Dal 1997, invece, la situazione cambia drasticamente. I referendum abrogativi non riescono quasi mai a coinvolgere un numero sufficiente di votanti per essere validi. Tra quelli più noti, per esempio, il voto sulla carriera dei magistrati o l’ultima consultazione sul Csm nel 2022, tutte con percentuali di partecipazione lontane dal quorum. L’unica eccezione in questo lungo periodo è stato il referendum del 2011 sull’acqua pubblica, che raccolse una partecipazione superiore al 54%, dimostrando come alcuni temi possano ancora mobilitare l’opinione pubblica e superare la barriera fissata dalla legge.

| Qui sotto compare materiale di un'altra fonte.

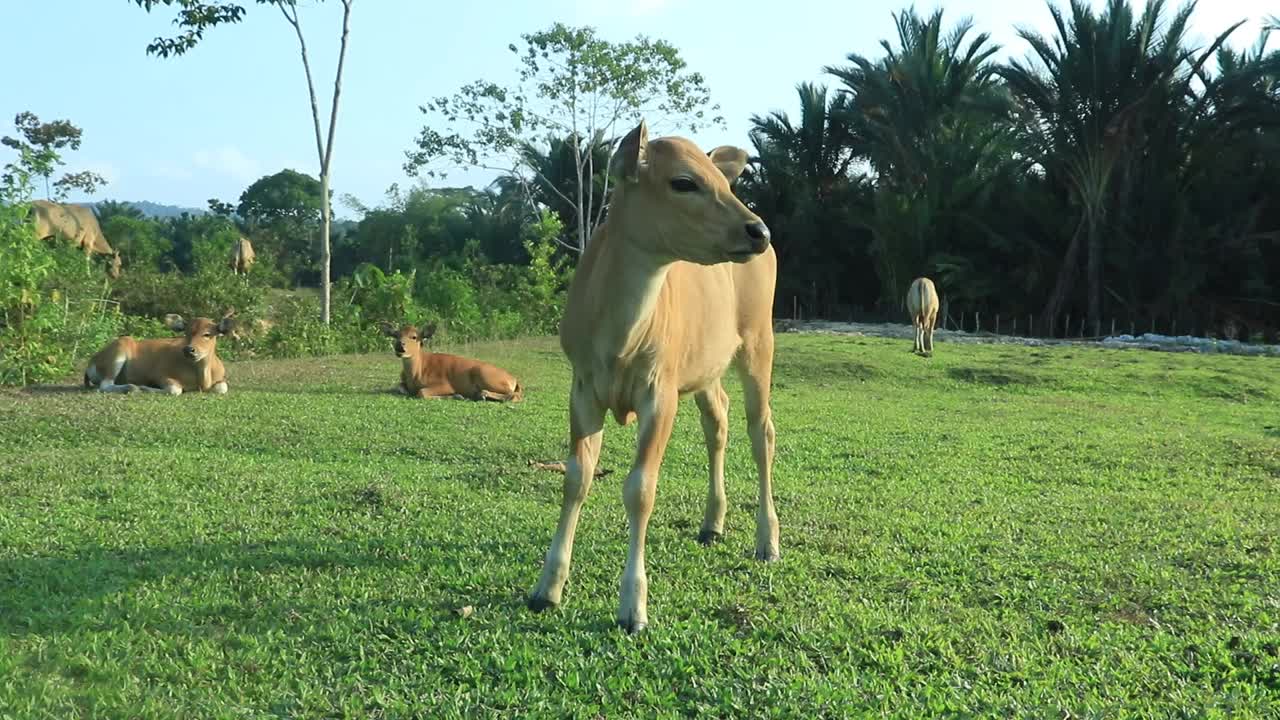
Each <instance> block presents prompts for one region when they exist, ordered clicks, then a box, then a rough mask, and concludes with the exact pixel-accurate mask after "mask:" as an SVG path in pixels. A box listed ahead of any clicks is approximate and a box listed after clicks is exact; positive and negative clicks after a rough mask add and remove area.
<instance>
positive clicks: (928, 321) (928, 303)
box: [906, 278, 938, 355]
mask: <svg viewBox="0 0 1280 720" xmlns="http://www.w3.org/2000/svg"><path fill="white" fill-rule="evenodd" d="M906 313H908V314H909V315H911V325H914V327H915V343H914V345H913V347H911V352H919V354H922V355H933V327H934V325H936V324H937V323H938V291H937V288H934V287H933V281H931V279H929V278H915V279H914V281H911V287H910V288H909V290H908V291H906Z"/></svg>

La persistente crisi di partecipazione e il record negativo dell’ultima tornata elettorale
L’edizione più recente dei referendum, quella del 2022, si è distinta per un calo storico della partecipazione. Con un’affluenza intorno al 20%, risulta il referendum con la minore partecipazione di sempre in Italia. Questo dato segna una cesura significativa rispetto al passato e apre interrogativi sul grado di fiducia e interesse dei cittadini verso gli strumenti referendari.
Prima di questa tornata, le percentuali più basse erano quelle del referendum del 2009 sul premio di maggioranza, che registrò un 23,3% di affluenza. A seguire, si collocano il referendum del 2003 sull’articolo 18 e quello del 2005 sul GPA, ambosfermando sotto il 26%. Per alcune consultazioni consecutive, quindi, si osserva una tendenza costante alla mancanza di coinvolgimento, con ripercussioni sul ruolo dei referendum come mezzo effettivo di decisione politica.
L’attesa sui dati definitivi del voto
L’attesa, a livello politico e sociale, è rivolta verso i dati definitivi del voto riguardante il lavoro e la cittadinanza. Questi risultati potranno confermare ulteriormente le dinamiche di partecipazione o rappresentare un cambiamento rispetto alle tendenze recenti. In ogni caso, i numeri segnano una sfida per il referendum nella forma attuale, chiamando a riflettere sulle condizioni in cui può mantenere la sua efficacia e legittimità.